McAuliffe is facing a tough gubernatorial reelection bid against Republican Glenn Youngkin. A recent Fox News poll has McAuliffe leading by a slim margin, with 51 percent support from likely Virginia voters, compared to 46 percent for Youngkin. The poll's results are within the margin of error.
"Almost one year ago I was not far from here, sitting with a handful of moms and they talked about how frustrated they were about, guess what, all the things that were out of control," said Biden, who is also a teacher.
"The pandemic, schools closing, growing divisions in our communities," she continued. "But they were hopeful, too. They told me that they had faith in Joe Biden that he would change the course of this country so we could breathe again."

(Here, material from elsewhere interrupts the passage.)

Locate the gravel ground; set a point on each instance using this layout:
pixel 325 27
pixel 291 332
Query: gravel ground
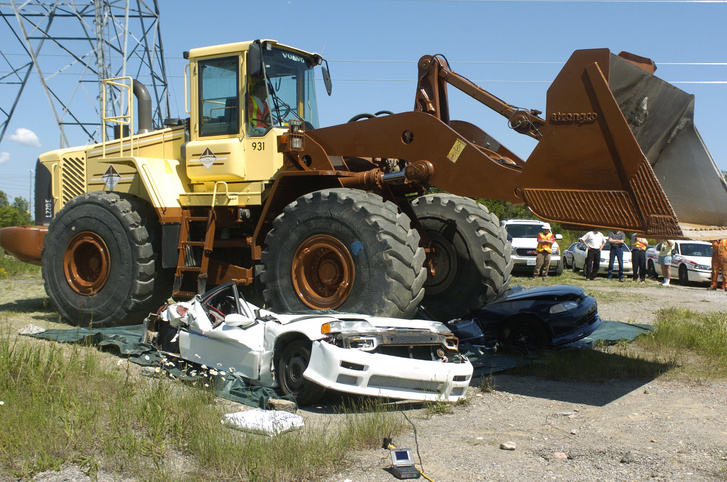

Education has become a hot button topic in the Virginia gubernatorial race as school board meetings in the commonwealth have increasingly become controversial because of school policies surrounding critical race theory and transgender pronouns.
And while the Fox News poll found that voters give a slight edge to McAuliffe on education, they also indicated that parents should decide what is taught at their children's schools. McAuliffe said at a recent debate with Younkin that he does not think parents should decide what is taught in schools.
McAuliffe is bringing in high profile Democrats to help him campaign, including former President Barrack Obama.
White House Press Secretary Jen Psaki said Thursday during a press briefing that "we're going to do everything we can to help former Governor McAuliffe, and we believe in the agenda he’s representing."
This prompted an ethics complaint from Citizens for Responsibility and Ethics, a government watchdog group, who allege that Psaki's remarks were in violation of the Hatch Act, which prohibits federal government employees, with the president and vice president being exceptions, from engaging in political campaign activities in their official capacity.